Al final salgo, a cámara lenta, hacia el corredor de la muerte. Es como si volviese a sentir un placer primitivo del que me cansé hace mucho tiempo. Avanzo. Qué está dentro y qué está fuera, nadie lo sabe. El asesino, ¿está dentro o fuera? ¿Y la víctima? Está fuera, claro, de eso no tengo ninguna duda. Imito una mirada pensativa, agacho ligeramente la cabeza y pongo un pie frente al otro como un elefante. No sé qué hacer con las manos. Había imaginado que éste sería un corredor infinito, al menos metafóricamente, pero frente a mí, al fondo, puedo ver una pared. Me piden que gire a la izquierda. Resulta que ése no es el corredor de la muerte. Giro a la izquierda y me piden que me siente. ¿Que cómo sé que ese no es el corredor de la muerte? Lo sé y punto. Me siento. El director me mira a los ojos como quien grita “¡van a matar a un inocente!”.
—No vamos a matar a un inocente —anuncia—. Hemos descubierto al verdadero culpable, y no es usted, tenemos pruebas. El asesino no va a ser condenado a muerte porque ya está muerto. Su vida y su tiempo se acabaron. Pagó por sus crímenes. Al final todos morimos.

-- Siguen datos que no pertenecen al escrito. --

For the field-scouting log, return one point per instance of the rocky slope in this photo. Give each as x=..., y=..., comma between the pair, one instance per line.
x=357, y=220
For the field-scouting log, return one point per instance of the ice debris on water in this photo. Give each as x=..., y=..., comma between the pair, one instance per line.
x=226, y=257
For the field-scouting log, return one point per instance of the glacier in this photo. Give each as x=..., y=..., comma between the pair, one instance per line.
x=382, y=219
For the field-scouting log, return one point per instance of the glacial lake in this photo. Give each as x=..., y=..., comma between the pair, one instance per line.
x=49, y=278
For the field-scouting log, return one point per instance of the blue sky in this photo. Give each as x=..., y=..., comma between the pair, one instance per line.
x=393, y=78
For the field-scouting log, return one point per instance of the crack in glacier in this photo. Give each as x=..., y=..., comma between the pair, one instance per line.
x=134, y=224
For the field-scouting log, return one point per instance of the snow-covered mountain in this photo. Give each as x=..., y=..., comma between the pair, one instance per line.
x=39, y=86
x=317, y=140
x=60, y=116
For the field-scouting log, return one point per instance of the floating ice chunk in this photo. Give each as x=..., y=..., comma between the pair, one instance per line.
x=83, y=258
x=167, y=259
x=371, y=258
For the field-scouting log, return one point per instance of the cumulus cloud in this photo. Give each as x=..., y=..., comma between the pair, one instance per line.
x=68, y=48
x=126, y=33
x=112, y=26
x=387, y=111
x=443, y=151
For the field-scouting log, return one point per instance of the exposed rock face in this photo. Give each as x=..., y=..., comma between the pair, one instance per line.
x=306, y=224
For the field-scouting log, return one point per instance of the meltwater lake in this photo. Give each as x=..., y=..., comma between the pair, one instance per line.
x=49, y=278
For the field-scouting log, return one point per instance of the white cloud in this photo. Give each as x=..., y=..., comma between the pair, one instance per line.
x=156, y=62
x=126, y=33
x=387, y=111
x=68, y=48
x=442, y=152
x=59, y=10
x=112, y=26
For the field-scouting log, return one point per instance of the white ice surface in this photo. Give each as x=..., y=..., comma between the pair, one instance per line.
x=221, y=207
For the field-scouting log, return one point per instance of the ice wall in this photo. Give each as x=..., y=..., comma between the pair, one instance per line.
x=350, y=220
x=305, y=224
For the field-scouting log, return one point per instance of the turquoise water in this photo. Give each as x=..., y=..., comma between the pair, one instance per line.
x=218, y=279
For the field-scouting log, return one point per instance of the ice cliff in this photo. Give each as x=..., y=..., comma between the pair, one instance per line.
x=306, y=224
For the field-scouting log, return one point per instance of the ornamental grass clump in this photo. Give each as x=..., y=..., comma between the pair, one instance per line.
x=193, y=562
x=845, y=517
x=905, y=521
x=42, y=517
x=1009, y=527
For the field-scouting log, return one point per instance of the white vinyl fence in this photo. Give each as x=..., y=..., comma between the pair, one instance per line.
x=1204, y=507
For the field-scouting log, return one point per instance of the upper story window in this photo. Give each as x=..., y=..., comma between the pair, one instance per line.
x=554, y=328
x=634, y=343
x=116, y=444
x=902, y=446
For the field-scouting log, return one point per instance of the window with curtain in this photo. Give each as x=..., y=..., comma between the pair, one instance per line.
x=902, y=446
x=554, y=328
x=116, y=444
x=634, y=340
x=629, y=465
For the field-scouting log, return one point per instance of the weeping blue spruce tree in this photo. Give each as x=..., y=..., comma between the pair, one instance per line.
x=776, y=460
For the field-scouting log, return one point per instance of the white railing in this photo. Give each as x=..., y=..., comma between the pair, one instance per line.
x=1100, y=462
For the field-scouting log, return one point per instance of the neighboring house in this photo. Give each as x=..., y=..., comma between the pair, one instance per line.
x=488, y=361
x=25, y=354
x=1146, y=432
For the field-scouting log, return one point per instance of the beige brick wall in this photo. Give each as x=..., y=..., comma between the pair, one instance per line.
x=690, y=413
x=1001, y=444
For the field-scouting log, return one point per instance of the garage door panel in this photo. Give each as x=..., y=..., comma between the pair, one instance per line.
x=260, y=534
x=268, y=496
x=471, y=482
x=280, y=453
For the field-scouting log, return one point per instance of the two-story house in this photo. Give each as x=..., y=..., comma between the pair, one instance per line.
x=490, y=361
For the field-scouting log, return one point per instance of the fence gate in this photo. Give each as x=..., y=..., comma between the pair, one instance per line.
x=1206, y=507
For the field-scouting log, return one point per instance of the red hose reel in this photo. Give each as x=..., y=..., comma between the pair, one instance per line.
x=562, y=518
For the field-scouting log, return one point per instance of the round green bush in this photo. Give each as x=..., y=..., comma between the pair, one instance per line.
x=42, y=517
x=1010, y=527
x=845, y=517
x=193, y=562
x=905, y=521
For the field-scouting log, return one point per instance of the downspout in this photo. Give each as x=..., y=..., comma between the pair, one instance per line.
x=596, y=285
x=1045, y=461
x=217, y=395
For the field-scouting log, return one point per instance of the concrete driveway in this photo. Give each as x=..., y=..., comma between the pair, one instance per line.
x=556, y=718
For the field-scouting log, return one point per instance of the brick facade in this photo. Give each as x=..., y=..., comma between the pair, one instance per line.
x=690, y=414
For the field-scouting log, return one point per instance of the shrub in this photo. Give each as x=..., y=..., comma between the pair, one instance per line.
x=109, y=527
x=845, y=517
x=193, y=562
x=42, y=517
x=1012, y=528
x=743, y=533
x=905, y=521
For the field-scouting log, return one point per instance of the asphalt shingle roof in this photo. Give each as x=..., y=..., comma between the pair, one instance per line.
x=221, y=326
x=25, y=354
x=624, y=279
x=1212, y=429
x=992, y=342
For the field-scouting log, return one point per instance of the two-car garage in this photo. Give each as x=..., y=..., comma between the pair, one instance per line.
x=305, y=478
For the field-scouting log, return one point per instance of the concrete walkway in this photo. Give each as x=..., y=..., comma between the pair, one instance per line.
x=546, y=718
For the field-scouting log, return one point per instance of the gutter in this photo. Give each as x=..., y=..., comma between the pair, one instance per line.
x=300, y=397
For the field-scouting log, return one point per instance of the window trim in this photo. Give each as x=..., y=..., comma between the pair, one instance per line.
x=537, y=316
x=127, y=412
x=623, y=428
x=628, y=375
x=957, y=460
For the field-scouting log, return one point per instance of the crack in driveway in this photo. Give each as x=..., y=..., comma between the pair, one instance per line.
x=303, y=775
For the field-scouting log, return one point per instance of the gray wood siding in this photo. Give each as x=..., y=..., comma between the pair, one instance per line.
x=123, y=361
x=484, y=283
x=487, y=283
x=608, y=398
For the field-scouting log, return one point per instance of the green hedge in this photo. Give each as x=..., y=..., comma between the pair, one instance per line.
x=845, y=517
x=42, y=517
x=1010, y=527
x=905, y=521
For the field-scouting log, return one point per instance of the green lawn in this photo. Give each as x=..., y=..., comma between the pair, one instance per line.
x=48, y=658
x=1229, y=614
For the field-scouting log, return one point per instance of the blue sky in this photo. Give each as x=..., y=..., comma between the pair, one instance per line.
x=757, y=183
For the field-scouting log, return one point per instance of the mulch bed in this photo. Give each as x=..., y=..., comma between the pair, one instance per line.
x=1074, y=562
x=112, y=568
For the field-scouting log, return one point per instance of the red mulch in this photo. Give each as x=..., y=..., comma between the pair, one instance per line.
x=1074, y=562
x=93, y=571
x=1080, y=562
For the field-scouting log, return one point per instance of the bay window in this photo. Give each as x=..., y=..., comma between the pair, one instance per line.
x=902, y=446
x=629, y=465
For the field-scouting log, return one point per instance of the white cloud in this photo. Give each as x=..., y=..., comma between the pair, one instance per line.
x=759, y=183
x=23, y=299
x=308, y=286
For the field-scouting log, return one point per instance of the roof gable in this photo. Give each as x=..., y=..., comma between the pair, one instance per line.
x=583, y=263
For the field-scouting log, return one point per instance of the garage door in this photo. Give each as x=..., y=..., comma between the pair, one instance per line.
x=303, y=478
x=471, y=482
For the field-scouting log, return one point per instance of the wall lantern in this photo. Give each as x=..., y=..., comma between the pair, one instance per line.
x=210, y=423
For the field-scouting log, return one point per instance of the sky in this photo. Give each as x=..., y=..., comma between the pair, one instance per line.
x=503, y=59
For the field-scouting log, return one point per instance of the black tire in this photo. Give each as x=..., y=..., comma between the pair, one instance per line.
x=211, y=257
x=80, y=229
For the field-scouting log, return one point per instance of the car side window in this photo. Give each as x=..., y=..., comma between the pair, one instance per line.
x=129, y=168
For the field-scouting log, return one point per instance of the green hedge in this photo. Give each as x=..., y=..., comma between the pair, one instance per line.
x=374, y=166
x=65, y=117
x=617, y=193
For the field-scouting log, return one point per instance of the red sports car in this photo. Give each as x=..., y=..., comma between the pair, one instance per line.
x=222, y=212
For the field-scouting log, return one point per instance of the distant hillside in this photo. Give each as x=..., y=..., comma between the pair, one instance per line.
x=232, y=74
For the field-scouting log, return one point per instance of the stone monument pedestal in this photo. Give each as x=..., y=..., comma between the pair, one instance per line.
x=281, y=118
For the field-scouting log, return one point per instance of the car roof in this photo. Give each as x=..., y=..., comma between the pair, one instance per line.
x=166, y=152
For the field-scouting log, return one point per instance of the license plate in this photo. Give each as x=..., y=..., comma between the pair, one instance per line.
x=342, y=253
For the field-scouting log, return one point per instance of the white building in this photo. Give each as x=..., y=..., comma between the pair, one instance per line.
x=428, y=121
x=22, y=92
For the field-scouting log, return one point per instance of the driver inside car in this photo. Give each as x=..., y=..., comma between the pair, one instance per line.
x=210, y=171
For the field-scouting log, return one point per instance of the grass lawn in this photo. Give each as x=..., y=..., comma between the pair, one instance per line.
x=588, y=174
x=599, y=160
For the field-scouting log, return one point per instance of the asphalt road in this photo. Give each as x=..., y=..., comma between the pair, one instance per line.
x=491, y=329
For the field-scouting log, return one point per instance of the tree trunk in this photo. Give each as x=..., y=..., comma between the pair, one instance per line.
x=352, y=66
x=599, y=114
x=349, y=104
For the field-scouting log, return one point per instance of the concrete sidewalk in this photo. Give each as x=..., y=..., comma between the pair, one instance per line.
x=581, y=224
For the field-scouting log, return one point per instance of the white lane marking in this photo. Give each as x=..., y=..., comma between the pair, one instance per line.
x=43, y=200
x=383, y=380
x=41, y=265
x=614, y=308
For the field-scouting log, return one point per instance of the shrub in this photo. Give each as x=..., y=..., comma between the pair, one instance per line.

De pronto, soy un inocente con el estómago lleno. Percibo los jugos y olores de mi cuerpo, hago movimientos involuntarios que me aseguran que estoy vivo y que funciono.
—Le liberaremos en unas pocas horas. Una o dos. Prepárese.
—¿Yo? ¿Yo?
Tengo todo el tiempo del mundo. Es como si ya no fuese más yo, mis manos están encarceladas pero mis pies y cabeza están ya fuera, sin nada que hacer. No hice esto, no hice aquello. Vuelvo a aprender cosas. Tengo todo el tiempo del mundo pero, por ahora, decido acostarme y acabar tranquilamente la digestión.